In Atlas Interactive (India) Pvt. Ltd. v. Bharat Sanchar Nigam Limited, the court ruled that determinable contracts require fair and just State instrumentality.

The High Court of Orissa ruled in Indian Oil Corporation Ltd. v. Freedom Filing Station that a dealership agreement, which lasted for five years, could be terminated by either party with three months' written notice. The court also allowed the petitioner to terminate the agreement if the dealer intentionally contaminated or tampered with the quality of the Corporation's product. The court set aside the trial court's and appellate court's injunctions.

If a contract allows termination for convenience, it may be considered "determinable" and not enforceable. In such cases, specific performance may not be the remedy, but a claim for compensation could be made. It's important to note that even when a contract is determined before its stipulated term, the performing party should receive payment proportionate to their obligations.

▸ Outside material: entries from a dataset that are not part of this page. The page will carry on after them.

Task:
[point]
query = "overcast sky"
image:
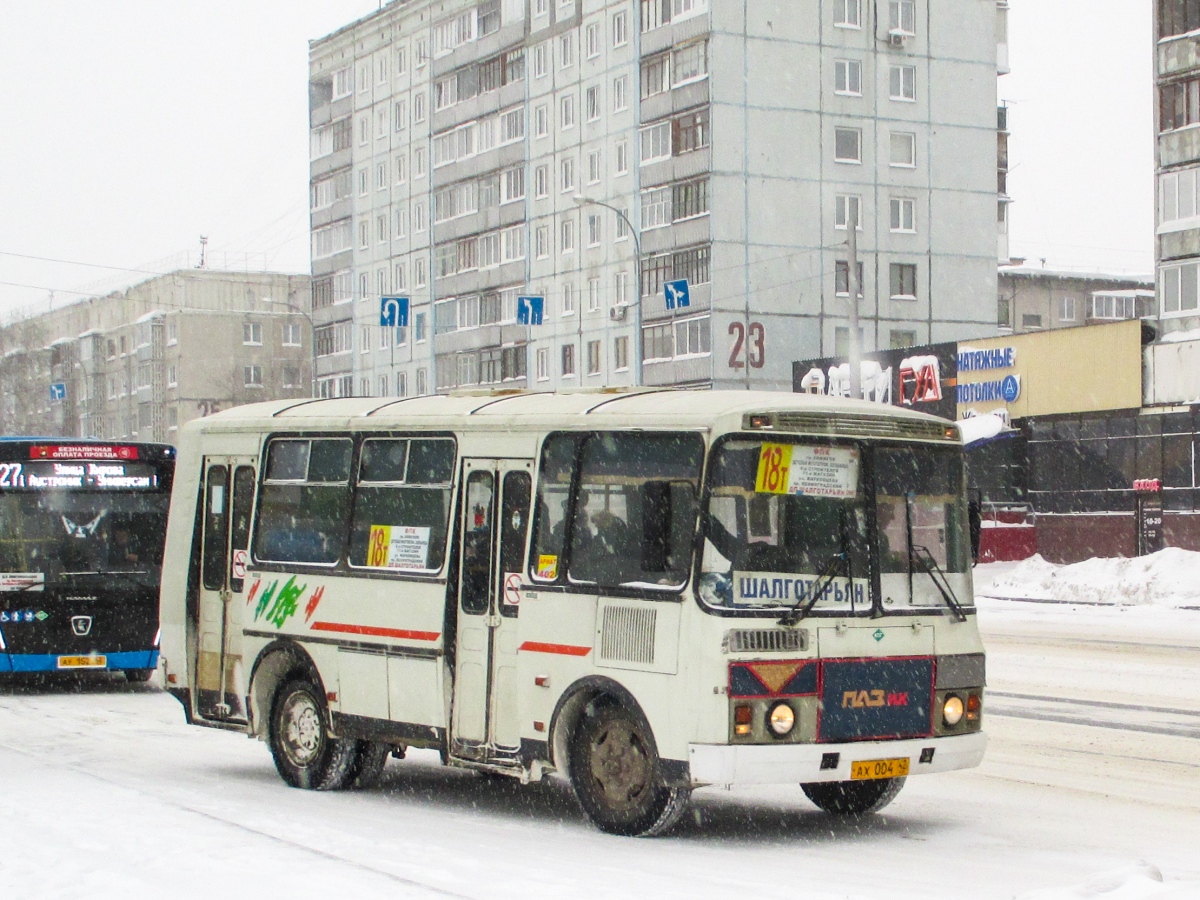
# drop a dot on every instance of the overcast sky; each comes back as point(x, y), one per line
point(133, 126)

The termination provisions of contracts should be carefully considered and deliberated, considering the viewpoints of various courts. Parties should not demote or give less importance to these provisions, but deliberate on all possible outcomes upon termination. Given India's globalized and growing economy, it is crucial for the judiciary to pay attention to joint venture and IPR-related agreements for fair outcomes.

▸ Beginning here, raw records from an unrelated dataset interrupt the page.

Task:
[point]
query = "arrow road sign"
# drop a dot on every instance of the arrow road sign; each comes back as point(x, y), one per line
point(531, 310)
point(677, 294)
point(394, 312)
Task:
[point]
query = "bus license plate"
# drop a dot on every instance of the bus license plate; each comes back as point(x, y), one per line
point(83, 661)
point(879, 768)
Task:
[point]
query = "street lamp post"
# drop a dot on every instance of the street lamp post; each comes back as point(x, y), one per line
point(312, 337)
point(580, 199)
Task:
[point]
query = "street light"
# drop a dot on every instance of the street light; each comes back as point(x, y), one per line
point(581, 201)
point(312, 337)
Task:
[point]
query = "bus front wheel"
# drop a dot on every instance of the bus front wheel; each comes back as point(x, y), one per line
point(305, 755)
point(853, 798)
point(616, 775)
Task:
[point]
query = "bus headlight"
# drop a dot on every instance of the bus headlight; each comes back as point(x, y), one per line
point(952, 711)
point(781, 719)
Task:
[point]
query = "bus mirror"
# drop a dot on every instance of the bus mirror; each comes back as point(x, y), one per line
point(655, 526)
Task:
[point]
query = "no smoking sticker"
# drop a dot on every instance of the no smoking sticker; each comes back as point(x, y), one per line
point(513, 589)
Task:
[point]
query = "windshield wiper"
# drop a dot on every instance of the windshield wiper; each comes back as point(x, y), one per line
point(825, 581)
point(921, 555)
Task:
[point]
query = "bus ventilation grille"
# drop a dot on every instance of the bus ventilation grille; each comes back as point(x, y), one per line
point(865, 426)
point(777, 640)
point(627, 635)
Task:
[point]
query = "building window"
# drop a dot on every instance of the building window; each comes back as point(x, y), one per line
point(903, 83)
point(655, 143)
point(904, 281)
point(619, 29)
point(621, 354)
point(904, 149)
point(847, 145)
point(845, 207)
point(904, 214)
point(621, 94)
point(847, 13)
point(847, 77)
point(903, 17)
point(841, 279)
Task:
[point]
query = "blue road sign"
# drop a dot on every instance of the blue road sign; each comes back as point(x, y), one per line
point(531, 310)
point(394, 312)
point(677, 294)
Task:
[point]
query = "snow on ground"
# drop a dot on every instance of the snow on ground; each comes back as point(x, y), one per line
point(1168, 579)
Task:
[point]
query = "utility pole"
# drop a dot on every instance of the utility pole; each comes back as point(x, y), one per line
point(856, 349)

The law in Delhi suggests that contracts with termination clauses are not subject to specific performance, while in Tamil Nadu, Kerala, and Maharashtra, the concept of determinability is more nuanced. This discrepancy results in legal uncertainty and potential forum shopping for unscrupulous parties. It is crucial for all stakeholders to work together to establish a pro-contract enforcement regime and reach a suitable resolution. This collective effort will effectively end conflicting stances on determinability and allow for effective implementation of the principles underpinning the 2018 Amendment of Specific Relief Act.

COMMON LAW’S STANCE

Indefinite contracts, such as partnerships, employment, public leases, and perpetual licenses, often lack clear termination clauses. However, common law disagrees, based on the rule against perpetuities and the standard of reasonableness. Over a century ago, the US and UK courts recognized that obligations without a specified time cannot be enforced, with Echols v. New Orleans and Postlethwaite v. Freeland rulings respectively.

In the UK and US, contracts without termination clauses are considered terminable at will, with reasonable notice required for sales commissions, agency, goods supply, and perpetual software licenses.

Indian law provides remedies for breach of contract, including specific performance, damages, injunctions, and quantum merit. Specific performance is an age-old remedy for breach of contract, where the contract is enforceable at law or in equity, and damages as compensation. The principles governing these remedies are found under the Act, and the Act governs the grant of specific performance and injunctions.